Google programmers set out to instill in the machine an artistic taste and began with aesthetically correct photo processing. The peculiarity of the concept of beauty is that it does not have clear criteria. The car had to create these criteria. The training took place on the basis of a popular photo site, a contextual database with metadata on images, and panoramic spherical images from Google Street View were the subject of processing. The resulting set of algorithms is called Creatism
- a deep learning system for creating artistic content.
The authors of Creatism, Hui Fang and Meng Zhang, believe that they have developed a scale of beauty ratings, which photographers can use in the future for objective comparisons. According to the results, they conducted what they called the Turing test for photographers. The researchers offered the experts to evaluate a mixture of the best shots made by people and created by Creatism, not to mention that there are machines in the set. 40% of the work of artificial intelligence were rated "good pictures with artistic taste." The developers aim to help any amateur photographer to turn your photo into a beautiful image without filters and settings. By pressing a single button that launches Creatism.Approaching the transmission of light to the natural and most "deep", the algorithm sometimes made small mistakes of pasting panoramas that can be seen in this photo.
Problems of light transmission in photos
The matrix of a digital camera is not able to simultaneously capture information in dark areas of the image, for which exposure is necessary (exposure) more, and in light, where there is enough exposure less. Dynamic range is the difference in exposure steps between the darkest and lightest parts of an image that can be reproduced without loss of information. In completely black areas of the image (in overexposed), as well as in overexposed (underexposed) information, it is impossible to recover. Dark areas of the image can be brightened, but with distortion. With the HDR method, a picture from several pictures taken with different exposures is combined in one 32-bit file.
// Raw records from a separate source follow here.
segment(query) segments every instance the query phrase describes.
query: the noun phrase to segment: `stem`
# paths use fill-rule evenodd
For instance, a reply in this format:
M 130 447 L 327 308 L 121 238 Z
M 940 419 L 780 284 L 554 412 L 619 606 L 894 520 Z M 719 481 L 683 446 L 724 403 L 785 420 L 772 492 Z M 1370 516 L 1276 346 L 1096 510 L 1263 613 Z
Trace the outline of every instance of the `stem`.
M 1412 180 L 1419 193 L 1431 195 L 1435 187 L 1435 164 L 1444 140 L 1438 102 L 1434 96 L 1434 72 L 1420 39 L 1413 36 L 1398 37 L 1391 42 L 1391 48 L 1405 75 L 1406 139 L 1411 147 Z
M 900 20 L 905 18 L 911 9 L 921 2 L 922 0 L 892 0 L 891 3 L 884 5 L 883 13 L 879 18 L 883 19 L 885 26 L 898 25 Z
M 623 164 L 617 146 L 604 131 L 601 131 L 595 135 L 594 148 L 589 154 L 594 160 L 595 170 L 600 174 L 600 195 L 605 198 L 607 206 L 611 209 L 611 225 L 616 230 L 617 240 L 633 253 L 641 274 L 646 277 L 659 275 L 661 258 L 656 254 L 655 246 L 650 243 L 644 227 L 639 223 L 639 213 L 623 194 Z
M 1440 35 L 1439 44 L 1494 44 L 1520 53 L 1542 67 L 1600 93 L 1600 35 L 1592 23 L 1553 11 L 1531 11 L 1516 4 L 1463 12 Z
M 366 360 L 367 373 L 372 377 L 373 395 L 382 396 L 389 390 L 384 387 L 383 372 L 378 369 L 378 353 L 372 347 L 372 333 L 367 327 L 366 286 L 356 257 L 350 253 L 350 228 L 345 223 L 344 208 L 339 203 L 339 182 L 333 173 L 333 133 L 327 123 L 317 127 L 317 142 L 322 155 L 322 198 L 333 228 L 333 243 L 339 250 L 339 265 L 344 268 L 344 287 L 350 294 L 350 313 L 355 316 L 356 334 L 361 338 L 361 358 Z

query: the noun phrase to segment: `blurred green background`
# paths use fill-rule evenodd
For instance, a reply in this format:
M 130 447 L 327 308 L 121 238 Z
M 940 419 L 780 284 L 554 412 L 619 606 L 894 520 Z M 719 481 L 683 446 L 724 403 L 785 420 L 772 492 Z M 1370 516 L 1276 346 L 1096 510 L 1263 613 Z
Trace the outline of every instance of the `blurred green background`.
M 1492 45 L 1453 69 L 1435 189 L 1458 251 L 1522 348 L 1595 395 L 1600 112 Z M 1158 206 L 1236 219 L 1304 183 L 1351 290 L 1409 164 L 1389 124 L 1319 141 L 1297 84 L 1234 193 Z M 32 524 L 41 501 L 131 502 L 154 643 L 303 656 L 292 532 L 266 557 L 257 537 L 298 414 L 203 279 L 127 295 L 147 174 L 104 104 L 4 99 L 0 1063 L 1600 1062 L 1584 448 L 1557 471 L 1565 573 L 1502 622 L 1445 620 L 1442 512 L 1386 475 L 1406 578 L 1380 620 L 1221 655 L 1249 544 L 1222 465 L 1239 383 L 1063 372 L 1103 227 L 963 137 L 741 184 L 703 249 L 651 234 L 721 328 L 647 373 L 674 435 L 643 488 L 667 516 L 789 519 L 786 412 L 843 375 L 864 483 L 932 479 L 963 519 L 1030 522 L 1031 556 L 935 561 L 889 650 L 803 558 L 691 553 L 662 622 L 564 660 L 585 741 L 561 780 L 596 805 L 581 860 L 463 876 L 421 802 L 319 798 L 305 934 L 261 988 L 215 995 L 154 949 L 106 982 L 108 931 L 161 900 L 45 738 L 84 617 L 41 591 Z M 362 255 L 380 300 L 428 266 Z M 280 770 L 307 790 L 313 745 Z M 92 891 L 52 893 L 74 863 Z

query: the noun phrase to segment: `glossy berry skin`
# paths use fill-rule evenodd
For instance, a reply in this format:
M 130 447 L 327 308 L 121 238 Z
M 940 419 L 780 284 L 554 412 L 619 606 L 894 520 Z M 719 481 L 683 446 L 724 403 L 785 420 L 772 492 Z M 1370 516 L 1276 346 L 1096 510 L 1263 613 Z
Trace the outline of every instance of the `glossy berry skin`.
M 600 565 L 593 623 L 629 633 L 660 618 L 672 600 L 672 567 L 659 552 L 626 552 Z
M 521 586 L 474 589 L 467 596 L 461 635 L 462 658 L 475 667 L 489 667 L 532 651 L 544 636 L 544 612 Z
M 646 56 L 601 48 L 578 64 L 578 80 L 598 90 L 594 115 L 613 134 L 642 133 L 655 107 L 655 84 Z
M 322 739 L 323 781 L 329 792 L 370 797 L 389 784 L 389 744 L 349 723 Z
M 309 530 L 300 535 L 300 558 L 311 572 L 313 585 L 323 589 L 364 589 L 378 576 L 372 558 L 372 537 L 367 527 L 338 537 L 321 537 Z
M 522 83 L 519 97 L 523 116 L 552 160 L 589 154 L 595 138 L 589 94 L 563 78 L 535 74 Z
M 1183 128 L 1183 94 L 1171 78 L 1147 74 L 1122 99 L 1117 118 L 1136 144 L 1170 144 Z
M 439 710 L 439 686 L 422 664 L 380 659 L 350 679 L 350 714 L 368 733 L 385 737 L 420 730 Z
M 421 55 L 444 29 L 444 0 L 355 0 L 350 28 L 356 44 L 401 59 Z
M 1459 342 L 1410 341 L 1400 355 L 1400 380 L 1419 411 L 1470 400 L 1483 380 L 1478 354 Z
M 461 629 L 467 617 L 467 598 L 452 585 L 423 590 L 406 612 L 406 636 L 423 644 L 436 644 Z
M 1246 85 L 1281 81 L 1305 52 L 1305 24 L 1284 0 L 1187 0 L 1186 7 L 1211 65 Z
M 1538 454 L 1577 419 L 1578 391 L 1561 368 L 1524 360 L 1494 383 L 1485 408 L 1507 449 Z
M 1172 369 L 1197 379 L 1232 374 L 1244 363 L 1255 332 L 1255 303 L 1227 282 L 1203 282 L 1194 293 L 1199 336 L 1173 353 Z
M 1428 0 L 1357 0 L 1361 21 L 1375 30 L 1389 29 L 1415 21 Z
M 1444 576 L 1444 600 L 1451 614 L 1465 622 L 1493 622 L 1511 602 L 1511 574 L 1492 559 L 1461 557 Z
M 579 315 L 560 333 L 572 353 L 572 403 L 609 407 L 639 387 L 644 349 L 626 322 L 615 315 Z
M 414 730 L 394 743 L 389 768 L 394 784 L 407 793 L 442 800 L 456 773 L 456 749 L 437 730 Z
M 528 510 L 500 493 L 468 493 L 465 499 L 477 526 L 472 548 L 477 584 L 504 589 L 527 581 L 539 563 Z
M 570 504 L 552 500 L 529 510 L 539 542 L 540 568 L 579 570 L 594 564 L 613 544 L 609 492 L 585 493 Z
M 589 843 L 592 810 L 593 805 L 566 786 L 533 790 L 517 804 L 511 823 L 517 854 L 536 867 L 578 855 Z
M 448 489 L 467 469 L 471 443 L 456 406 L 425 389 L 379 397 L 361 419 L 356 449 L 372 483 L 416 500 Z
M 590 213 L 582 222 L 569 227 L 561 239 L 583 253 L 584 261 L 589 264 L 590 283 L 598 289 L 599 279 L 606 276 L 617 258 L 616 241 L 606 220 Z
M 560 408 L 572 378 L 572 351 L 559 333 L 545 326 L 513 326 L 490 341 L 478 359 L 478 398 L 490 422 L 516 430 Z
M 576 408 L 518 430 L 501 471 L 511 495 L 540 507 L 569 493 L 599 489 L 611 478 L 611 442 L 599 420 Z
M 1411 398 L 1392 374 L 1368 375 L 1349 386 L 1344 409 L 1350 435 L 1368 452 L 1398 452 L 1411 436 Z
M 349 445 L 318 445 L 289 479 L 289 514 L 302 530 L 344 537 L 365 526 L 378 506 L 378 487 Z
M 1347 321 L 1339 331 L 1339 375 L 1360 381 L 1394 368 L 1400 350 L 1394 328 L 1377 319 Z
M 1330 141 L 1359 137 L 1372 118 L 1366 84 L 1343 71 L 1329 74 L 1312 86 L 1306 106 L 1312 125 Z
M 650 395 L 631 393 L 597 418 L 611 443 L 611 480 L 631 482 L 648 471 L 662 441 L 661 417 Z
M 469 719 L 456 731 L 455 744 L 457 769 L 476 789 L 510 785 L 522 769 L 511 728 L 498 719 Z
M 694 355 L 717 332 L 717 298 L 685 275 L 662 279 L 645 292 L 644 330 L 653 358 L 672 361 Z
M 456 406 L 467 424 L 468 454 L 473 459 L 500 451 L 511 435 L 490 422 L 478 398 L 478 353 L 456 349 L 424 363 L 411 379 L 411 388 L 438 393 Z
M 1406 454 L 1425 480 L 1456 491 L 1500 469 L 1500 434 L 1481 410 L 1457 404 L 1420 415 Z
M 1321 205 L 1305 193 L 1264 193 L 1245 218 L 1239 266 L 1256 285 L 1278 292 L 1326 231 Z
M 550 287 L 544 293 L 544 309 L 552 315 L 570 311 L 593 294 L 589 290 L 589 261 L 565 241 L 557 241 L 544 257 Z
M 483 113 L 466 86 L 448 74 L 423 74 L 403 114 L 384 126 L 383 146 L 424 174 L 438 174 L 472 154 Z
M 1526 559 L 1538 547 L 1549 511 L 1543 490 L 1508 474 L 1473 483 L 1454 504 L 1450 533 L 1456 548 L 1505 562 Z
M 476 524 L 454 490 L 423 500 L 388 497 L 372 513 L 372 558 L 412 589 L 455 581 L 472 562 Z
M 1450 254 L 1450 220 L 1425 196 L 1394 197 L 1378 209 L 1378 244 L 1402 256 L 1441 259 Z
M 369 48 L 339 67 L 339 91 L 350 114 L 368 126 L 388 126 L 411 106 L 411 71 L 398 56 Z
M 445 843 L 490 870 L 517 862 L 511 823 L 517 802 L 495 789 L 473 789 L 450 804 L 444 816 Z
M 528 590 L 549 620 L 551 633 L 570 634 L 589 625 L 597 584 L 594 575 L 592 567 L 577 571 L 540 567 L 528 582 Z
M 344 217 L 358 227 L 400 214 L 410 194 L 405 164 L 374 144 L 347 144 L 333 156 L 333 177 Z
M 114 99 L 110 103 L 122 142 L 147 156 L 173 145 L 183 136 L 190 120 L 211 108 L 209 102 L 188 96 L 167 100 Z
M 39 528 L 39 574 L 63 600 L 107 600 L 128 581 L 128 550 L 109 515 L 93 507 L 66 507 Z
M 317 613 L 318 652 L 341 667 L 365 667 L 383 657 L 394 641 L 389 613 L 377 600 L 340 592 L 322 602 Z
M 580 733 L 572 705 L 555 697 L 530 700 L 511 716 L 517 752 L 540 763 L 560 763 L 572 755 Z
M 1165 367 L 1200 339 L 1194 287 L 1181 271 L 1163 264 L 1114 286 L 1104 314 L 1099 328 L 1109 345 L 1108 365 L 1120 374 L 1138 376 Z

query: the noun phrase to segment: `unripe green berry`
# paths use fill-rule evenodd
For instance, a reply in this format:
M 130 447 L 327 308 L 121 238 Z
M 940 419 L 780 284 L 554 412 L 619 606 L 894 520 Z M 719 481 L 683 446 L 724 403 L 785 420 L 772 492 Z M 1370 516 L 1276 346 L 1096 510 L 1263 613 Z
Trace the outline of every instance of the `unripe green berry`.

Human vision is able to capture a visual picture with a difference of 10-14
light levels under bright sunlight (the pupil does not have the ability to adapt to different light levels in the sun) and up to 24 steps in the dim light of the stars (it can be adapted to the light difference). We can see, but to capture even a part of this range in the photo can be difficult. The dynamic range of a normal negative film is about 9-11 exposure levels, the slide film is 5-6 steps, the digital camera matrix is from 8 to 11 for most digital cameras. Special cameras provide 17 or more steps of shooting. Play real dynamic range is also not easy. Photo paper, for example, is capable of reproducing only 7-8 exposure stages.
For the experiment, 15,000 professional photos were taken from 500px.com with a resolution of at least 299 x 299 pixels. With their help, the developers taught Creatism to highlight the most interesting things in the landscape. Then, based on 40,000 panoramic spherical images of landscapes in the national US, Canada and Europe, the algorithm was taught to work with color and light.
Then, each frame was enhanced with dynamic range, and applied its own “expressiveness filter”, which improves shadows, lighting, and color. For this, according to tradition,
for image processing, we used a model of a generative adversary neural network - a model where one part of the program degrades the quality of the original, while another tries to restore it and learns how not to do it.
To create the final rating scale, we took the AVA database, in which 250,000 images, and most importantly, a variety of diverse metadata, including a large number of aesthetic ratings for each image, semantic tags in 60 categories, as well as labels related to the photographic style for professional sorting.
Following the results of all processing operations, 400 photographs of the experiment were mixed with 800 AVA photographs and were given to experts.
Photo experts with vocational education and at least 2 years of experience were asked to assess to which category the picture belongs and give an appropriate assessment:
- Made "soap box" - as it turned out, it happened. No settings, no focus.
- A good photo of an inexperienced novice, but the artistic value is minimal.
- Semi-professional snapshot. Clearly visible artistic taste.
- Made by a professional.
From the number of processed Creatism 40% of the pictures fell into the category from 3 to 4 - that is, they were recognized as at least semi-professional. The average score was below 3.
Researchers have published the
best images processed by Creatism. Under each for comparison, a full panorama is shown from which it was cut.